A review of 178 health facilities finds that relatively few institutions have adopted equal access practices toward lesbian, gay, bisexual and transgender (LGBT) people, a situation that’s likely to change with President Obama’s April memorandum instructing the Department of Health and Human Services to develop regulations requiring all hospitals that receive federal Medicare and Medicaid funding to end discrimination in hospital visitation.
According to the report, released today by the Human Rights Campaign Foundation, only a small number of major hospital chains are currently offering equal benefits to LGBT people:
The HEI 2010 rates 178 facilities on four measures of equality: patient nondiscrimination, visitation, cultural competency training and employment nondiscrimination.
Only a handful of facilities achieved credit for each of these measures. However, there were some important bright spots. We are pleased to recognize Kaiser Permanente Network as the HEI’s first top-performing network of hospitals.
This report also includes the review of a representative sample of 200 of the largest healthcare facilities nationwide, which found that 93 percent fail to protect all LGBT patients from discrimination by not including “gender identity” in their patient non-discrimination policies.
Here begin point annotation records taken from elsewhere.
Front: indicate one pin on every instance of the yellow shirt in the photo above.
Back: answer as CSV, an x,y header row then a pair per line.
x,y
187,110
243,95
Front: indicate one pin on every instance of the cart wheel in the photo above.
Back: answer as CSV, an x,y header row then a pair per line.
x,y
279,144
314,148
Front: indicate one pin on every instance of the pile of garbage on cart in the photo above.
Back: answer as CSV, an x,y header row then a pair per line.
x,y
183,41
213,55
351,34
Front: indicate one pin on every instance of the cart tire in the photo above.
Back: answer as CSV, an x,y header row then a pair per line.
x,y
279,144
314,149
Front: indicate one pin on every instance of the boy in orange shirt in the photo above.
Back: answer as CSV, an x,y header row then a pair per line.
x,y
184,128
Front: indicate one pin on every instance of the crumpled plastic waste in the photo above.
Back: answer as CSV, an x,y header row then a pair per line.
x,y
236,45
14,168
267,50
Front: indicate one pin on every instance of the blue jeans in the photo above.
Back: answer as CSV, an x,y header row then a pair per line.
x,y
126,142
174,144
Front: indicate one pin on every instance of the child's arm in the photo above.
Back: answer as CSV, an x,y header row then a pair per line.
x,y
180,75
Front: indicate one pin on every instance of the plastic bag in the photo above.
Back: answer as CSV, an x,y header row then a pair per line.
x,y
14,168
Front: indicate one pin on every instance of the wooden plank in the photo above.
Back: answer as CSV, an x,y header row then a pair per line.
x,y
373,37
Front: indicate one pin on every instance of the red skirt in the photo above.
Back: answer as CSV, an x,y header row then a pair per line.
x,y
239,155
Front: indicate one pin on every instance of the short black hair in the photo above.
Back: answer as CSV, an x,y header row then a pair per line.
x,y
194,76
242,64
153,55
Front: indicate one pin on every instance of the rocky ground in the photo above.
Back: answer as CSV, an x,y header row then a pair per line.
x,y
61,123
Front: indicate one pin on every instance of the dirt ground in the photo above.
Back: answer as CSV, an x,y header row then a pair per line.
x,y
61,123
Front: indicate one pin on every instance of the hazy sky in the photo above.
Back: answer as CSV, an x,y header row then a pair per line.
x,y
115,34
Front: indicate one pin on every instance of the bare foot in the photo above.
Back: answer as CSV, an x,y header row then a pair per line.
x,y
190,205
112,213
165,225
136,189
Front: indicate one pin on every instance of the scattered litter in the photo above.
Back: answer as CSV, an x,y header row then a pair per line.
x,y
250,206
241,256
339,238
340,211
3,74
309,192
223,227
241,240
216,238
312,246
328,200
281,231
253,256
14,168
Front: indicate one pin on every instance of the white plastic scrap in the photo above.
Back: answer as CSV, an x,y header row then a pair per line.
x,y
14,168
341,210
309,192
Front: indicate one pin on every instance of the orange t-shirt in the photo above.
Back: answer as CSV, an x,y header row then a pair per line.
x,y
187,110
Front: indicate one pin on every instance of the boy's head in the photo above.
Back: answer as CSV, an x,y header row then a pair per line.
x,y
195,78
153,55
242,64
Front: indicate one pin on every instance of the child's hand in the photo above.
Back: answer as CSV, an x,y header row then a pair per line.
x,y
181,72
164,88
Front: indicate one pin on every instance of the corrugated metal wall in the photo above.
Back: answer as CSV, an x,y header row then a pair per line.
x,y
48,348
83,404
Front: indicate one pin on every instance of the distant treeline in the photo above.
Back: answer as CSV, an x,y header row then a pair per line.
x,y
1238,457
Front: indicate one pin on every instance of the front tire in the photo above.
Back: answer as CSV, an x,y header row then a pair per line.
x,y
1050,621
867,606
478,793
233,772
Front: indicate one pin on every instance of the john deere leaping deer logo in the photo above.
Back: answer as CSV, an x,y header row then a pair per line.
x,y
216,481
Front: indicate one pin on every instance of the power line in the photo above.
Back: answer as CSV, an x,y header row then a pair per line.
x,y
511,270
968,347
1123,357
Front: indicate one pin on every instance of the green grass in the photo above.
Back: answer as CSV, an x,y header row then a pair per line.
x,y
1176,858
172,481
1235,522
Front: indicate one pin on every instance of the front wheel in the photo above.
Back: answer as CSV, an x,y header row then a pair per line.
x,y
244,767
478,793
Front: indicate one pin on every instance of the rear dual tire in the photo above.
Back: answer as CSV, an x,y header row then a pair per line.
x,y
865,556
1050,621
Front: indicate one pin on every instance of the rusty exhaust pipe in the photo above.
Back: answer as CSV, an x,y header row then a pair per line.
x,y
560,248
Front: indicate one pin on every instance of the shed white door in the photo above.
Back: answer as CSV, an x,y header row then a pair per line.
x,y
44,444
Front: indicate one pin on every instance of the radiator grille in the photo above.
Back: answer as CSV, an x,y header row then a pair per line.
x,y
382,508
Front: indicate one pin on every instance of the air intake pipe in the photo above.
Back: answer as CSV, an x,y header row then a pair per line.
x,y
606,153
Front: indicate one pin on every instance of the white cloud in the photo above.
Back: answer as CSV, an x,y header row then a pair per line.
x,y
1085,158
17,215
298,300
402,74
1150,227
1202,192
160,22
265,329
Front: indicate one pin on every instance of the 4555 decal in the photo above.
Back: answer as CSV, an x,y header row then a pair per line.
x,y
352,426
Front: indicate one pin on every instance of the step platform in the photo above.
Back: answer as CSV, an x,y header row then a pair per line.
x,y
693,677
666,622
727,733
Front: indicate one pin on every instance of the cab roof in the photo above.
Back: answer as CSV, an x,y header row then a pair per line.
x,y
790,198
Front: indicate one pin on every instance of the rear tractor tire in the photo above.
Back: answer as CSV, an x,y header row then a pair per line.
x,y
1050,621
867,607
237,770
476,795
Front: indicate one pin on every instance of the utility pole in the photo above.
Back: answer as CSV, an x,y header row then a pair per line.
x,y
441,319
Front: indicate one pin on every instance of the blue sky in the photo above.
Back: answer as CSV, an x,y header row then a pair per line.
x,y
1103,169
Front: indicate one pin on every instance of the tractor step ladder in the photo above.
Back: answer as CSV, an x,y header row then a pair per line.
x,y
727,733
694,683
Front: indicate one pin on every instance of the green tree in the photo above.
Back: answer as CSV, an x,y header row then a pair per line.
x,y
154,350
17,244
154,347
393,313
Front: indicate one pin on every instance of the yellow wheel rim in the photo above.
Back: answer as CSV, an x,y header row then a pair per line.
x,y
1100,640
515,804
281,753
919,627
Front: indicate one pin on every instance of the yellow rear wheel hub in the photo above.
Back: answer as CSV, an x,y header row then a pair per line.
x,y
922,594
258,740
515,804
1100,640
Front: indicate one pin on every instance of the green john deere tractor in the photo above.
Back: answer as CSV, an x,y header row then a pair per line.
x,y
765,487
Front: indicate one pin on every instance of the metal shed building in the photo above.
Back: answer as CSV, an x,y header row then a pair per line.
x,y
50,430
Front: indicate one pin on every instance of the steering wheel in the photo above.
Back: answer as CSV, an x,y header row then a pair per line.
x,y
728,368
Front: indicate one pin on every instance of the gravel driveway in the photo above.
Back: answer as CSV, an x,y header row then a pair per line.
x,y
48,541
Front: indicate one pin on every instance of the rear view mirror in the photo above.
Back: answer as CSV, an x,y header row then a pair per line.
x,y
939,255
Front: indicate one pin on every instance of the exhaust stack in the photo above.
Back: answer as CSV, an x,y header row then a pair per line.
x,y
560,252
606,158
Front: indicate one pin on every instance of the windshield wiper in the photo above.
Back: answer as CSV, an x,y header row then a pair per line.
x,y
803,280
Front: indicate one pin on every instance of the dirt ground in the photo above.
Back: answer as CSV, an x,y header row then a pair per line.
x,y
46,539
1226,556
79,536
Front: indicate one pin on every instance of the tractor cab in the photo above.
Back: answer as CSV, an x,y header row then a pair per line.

More than 40 percent do not include “sexual orientation” in these policies.
While HHS is still drafting the rules and regulations to implement Obama’s memo, the Joint Commission (the organization which accredits hospitals nationwide) has announced new inclusive non-discrimination standards as part of their accreditation process and HRC has launched a campaign encouraging states to adopt the new regulation.
Still, even with the new guidelines, LGBT people won’t experience full equality within the health care system and many advocates believe the administration should have done more to address these concerns. For instance, the final version of the health care law omitted House-backed provisions that would have ended “the unfair taxation of employer-provided domestic partner health benefits,” designated “LGBT people as a health disparities population,” allowed “states to cover early HIV treatment under their Medicaid programs” and prohibited “consideration of personal characteristics unrelated to the provision of health care.” The administration never publicly encouraged the Senate to adopt these measures.